Use to find companies where this pattern is active.
Three dividend observations co-occur: the dividend-consistency composite is elevated, the dividend-stress composite is firing, and the common-dividends-to-FCF ratio is elevated. The combination records past payment regularity alongside two present-state coverage readings.
State
Dividend-consistency composite elevated, dividend-stress composite firing, and common-dividends-to-FCF elevated
Emergence
Three dividend observations co-occur: the dividend-consistency composite (regularity of past payments) is elevated, the dividend-stress composite is firing, and the common-dividends-to-FCF ratio is elevated. The configuration records past payment regularity alongside two present-state cash-flow-coverage readings; the diagnostic does not predict whether the dividend will be cut, claim the consistency is misleading, or assess management priorities.
Limits
This interpretation records co-occurrence, not future-policy prediction. The 'dividend-consistency' obs is a backward-looking composite — it summarizes the regularity of past payments but says nothing about future decisions. The 'common-dividends-to-FCF' obs is one annual snapshot — a single year of soft FCF can produce a high ratio even when the multi-year picture is stable. The 'dividends-exceed-fcf' obs is a composite; its firing depends on what specifically the composite weights. Companies can fund dividend continuity from debt, reserves, or asset sales for extended periods without the obs set surfacing those funding sources.
Explanation
This diagnostic records a co-occurrence of three readings: Dividend Consistency is a composite that fires when annual dividend payments have been regular rather than erratic over the lookback window. Backward-looking; does not constrain future policy. Dividend Stress is a composite reading. Its firing depends on the underlying weighting; the composite does not by itself predict future payment decisions. Common Dividends to Free Cash Flow is annual common-dividend distributions divided by free cash flow for the most recent annual period. An elevated score indicates dividends consumed a large share of FCF in the latest year — a single-year snapshot. The configuration places past payment regularity alongside two present-state coverage readings.
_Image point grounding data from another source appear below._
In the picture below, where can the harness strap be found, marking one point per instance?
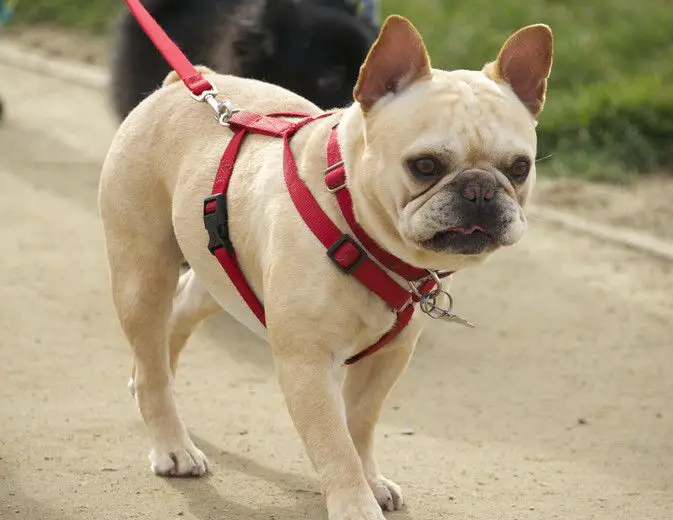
(193, 79)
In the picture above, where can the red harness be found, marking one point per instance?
(351, 257)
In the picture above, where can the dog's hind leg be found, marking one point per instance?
(366, 385)
(144, 260)
(191, 305)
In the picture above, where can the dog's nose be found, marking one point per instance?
(477, 186)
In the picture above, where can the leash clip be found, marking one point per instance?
(224, 110)
(428, 303)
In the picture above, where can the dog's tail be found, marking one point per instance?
(367, 10)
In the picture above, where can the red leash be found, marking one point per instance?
(346, 253)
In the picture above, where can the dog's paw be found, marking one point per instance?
(387, 493)
(179, 461)
(131, 385)
(358, 507)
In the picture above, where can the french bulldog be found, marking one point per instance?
(439, 164)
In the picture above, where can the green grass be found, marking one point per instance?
(609, 113)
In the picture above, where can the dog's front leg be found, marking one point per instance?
(366, 386)
(309, 379)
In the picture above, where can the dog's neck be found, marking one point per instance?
(353, 141)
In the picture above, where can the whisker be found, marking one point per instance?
(544, 158)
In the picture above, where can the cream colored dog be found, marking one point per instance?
(439, 165)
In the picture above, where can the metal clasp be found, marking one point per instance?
(224, 110)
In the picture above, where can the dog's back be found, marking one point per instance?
(312, 47)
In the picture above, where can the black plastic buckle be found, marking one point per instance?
(331, 252)
(217, 223)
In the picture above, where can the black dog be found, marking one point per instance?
(311, 47)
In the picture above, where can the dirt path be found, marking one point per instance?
(557, 406)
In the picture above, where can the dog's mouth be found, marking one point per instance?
(468, 240)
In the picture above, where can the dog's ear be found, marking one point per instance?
(397, 59)
(524, 63)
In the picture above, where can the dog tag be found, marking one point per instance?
(457, 319)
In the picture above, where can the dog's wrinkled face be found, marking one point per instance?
(449, 157)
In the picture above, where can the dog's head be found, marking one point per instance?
(317, 50)
(440, 163)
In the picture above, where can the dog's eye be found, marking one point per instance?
(425, 167)
(519, 169)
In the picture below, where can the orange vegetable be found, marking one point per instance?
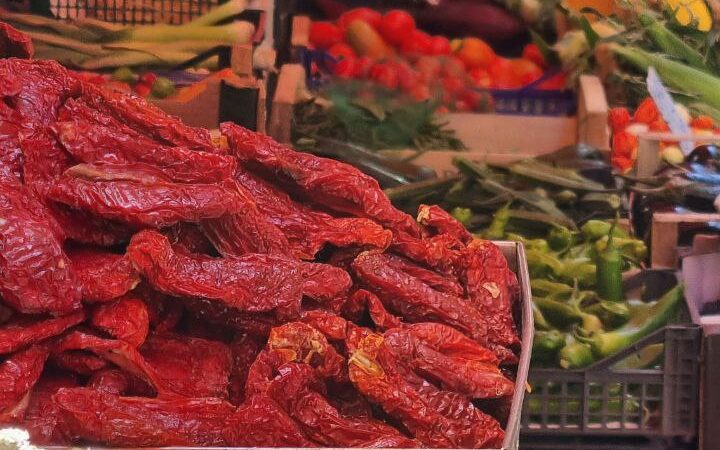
(475, 52)
(366, 41)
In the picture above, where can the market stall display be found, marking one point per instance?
(167, 289)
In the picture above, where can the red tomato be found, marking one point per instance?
(554, 83)
(341, 51)
(385, 74)
(503, 74)
(526, 70)
(481, 77)
(142, 89)
(345, 68)
(453, 85)
(416, 44)
(440, 45)
(396, 25)
(453, 66)
(420, 92)
(531, 52)
(148, 78)
(324, 35)
(363, 65)
(428, 68)
(368, 15)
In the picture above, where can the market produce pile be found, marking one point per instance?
(160, 288)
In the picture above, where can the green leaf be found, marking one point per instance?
(565, 178)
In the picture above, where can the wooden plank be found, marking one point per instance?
(593, 113)
(300, 34)
(664, 236)
(290, 79)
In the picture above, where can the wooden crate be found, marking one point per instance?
(489, 137)
(666, 226)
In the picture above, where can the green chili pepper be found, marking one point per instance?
(575, 355)
(643, 321)
(609, 266)
(546, 345)
(596, 229)
(612, 314)
(541, 322)
(540, 245)
(462, 215)
(550, 289)
(581, 269)
(496, 230)
(560, 238)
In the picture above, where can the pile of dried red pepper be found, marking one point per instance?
(160, 288)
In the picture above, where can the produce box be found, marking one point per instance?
(612, 397)
(495, 138)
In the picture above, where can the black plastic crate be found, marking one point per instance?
(602, 400)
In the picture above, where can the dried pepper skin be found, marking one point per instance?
(440, 282)
(244, 349)
(250, 283)
(14, 44)
(470, 377)
(156, 205)
(260, 422)
(118, 352)
(330, 183)
(293, 391)
(126, 319)
(36, 274)
(308, 230)
(423, 409)
(18, 375)
(93, 137)
(108, 419)
(22, 333)
(414, 300)
(299, 342)
(189, 366)
(104, 276)
(441, 222)
(42, 416)
(110, 381)
(149, 119)
(490, 286)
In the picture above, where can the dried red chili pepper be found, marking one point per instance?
(328, 182)
(23, 332)
(126, 319)
(92, 137)
(307, 229)
(94, 416)
(118, 352)
(490, 285)
(18, 375)
(149, 119)
(440, 222)
(36, 274)
(104, 276)
(414, 300)
(260, 422)
(42, 414)
(189, 366)
(250, 283)
(293, 391)
(156, 205)
(440, 282)
(14, 44)
(244, 349)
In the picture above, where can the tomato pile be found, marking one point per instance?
(390, 50)
(626, 128)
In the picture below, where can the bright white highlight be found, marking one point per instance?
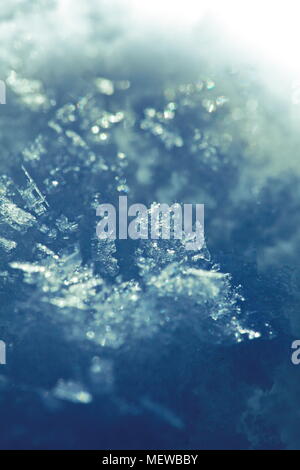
(269, 28)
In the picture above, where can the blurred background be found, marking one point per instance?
(139, 344)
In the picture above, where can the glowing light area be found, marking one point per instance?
(269, 27)
(172, 12)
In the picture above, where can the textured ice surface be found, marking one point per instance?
(141, 344)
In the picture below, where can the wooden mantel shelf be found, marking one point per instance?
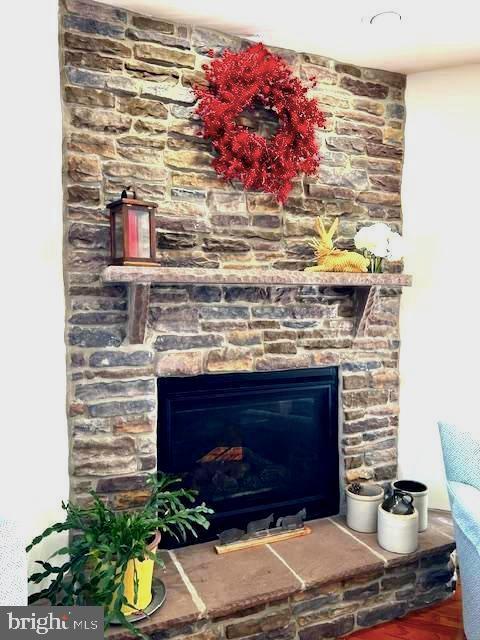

The conventional 'apparent stable dividend vs structural cash depletion' framing imputes that the historical consistency is misleading because current cash flow has weakened. The underlying formulas measure only the composites and the one-year ratio — they do not establish that the dividend will be cut, identify alternative funding sources, or assess what the board may do.
Interpretation
This interpretation records a co-occurrence of three readings, not a dividend-cut prediction. It does not claim the dividend is doomed, identify funding sources, or assess management intent.
Required Observations
Common Dividends To Free Cash Flow
Dividend payments relative to free cash flow
Dividend Consistency
Long dividend streak, no cuts, growing, recently stable
Dividends Exceed Fcf
Dividends paid have exceeded free cash flow over multiple years.